Наконец, разрываемой противоречиями Альке надоело пялиться на дерево, она развернулась, поджала губы, прямо как бабушка, и сквозь зубы процедила:
- Нет. Ондатра бы не стала.
И быстро спрыгнула на землю. Приземлилась она передней частью своего бестолкового тела в крапиву, а задней - на гору шишек, коротавших дни под сосной. Я стал гадать, какой из половин повезло больше, но так и не пришел к какому-либо выводу. И потом еще долго сидел на дереве, глядя на небо, где тучи играли в догоняшки.
Тогда я подумал, что устроен намного проще, чем Алька. Мне нравится все, как есть в мире, и меня не тянет, например, притащить из леса мох и воткнуть его в цветочный горшок, чтобы посмотреть, вырастет он там или, наоборот, загнется. Обычно из того, что я вижу, мне мало что хочется изменить. Я остался очень доволен своими выводами, доел остатки хлеба с сыром и отправился в поле ловить ящериц, так как давно собирался посмотреть, можно ли будет устраивать с ними что-нибудь вроде гонок на время.
Водяные очки
Мы уселись вдвоем на наш старенький велосипед, у которого правая педаль прокручивалась, как ее ни ремонтируй, и покатили по полям по тропинке вдоль реки. Алька, судя по ее довольному кряхтению, неплохо устроилась на багажнике, вцепившись в мои бока, и горланила песню, которую сама же и сочиняла на ходу. Стрекотали кузнечики, белая кашка пахла так, что захватывало дух, и мне тоже захотелось запеть, но я не знал, как начать. И поэтому стал потихоньку насвистывать.
С тех пор, как мы в последний раз ездили к речке, трава успела вырасти такой высокой, что запросто могла бы проглотить нас с Алькой, как какой-нибудь зеленый, многоголовый монстр. Именно об этом я и свистел. В отличие от глупой Альки, которая собирала всякую ерунду про солнышко, птичек и голубые небесные дали.
По обеим сторонам от тропинки росли осины. Они шелестели листьями, кокетливо поворачивая их то той, то другой стороной, и показывая тем самым, какие они раскрасавицы. Только одна из них вела себя тихо и скромно, а все потому, что его ствол с правой стороны был обгорелым.
- Это молния! – заорала Алька и на ходу спрыгнула с багажника. – В него попала!
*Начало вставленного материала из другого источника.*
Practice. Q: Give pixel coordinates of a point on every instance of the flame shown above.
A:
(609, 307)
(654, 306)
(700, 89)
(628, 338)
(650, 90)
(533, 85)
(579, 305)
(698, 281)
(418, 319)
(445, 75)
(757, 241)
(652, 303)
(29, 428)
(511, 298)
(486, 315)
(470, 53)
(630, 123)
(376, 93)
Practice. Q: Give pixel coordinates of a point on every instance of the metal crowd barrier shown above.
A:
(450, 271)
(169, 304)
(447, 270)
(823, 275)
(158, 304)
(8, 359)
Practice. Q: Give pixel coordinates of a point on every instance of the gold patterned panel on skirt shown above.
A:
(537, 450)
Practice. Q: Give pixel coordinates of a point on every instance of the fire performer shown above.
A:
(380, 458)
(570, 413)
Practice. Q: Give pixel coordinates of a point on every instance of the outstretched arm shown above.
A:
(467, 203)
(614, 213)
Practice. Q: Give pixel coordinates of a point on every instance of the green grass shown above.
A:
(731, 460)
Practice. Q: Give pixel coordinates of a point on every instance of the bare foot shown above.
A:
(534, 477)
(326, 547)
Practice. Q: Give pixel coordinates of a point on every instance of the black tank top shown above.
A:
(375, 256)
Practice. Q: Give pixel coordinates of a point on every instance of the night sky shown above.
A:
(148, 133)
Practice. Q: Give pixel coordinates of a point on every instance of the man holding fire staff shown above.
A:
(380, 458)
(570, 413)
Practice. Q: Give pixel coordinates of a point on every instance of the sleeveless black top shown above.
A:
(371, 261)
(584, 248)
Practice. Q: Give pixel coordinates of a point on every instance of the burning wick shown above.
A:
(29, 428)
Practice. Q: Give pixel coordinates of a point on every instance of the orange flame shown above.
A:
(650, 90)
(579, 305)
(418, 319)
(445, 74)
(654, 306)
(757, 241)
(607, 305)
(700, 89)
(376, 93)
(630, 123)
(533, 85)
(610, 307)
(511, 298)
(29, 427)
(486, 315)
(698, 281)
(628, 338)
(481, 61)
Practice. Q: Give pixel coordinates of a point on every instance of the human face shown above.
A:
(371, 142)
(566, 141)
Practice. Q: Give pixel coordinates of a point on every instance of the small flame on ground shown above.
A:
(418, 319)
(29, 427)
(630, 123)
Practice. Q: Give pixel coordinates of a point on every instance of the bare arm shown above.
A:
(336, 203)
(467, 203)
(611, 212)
Ей, естественно, не терпелось наложить на место трагедии свою руку естествоиспытателя. Перецарапав все до одной ноги, мы продрались сквозь заросли травы, прислонили велосипед, возмущенно перебирающий педалями, к обгорелому древесному боку и уселись в теньке под осиной. Бабушка дала нам с собой яблоки, помидоры и черный хлеб, и мы принялись это добро уминать за все имеющиеся у нас четыре щеки. Но тут к неописуемой алькиной радости выяснилось, что с той стороны, где дерево не было обгорелым, в дупле прямо над нашими головами живут громадные лесные осы, которые отнеслись к нашему появлению со сдержанным недовольством. Касалось это в основном Альки, которая, следуя своему инстинкту юного натуралиста, решила проверить, едят ли дикие осы помидоры.
- И если да, то как – с солью или без?
Пока она это выясняла, я лег на спину и стал смотреть, как по небу передвигаются тучные белые стада. Я выискивал облака, которые были бы на что-нибудь похожи. Но как назло, все они казались какими-то бесформенными гибридами. Надо мной, один за другим, проплыли: утюг-кенгуру с распахнутой пастью, тачка со слабо выраженными признаками мелкого лесного грызуна с пушистым хвостом и колесом-восьмеркой, недоделанный кактус-бабочка, а за ним табуретка с заячьими ушами. Спустя какое-то время кенгуру захлопнул рот и сожрал не в меру распространившийся белкин хвост, а на голове у кактуса выросли рога.
Когда Алька закричала, я подумал, что наконец-то какому-нибудь представителю фауны, над которыми она с самого начала лета измывалась, как могла, удалось отомстить за предыдущие попытки своих менее удачливых собратьев. Но как выяснилось, кричала она вовсе не из-за того, что ее догнала оса - осы оказались и вправду падкими на помидоры.
- Я нашла озеро! – орала Алька, да так, что ее наверняка слышали все до единого кроты в радиусе по меньшей мере пяти километров.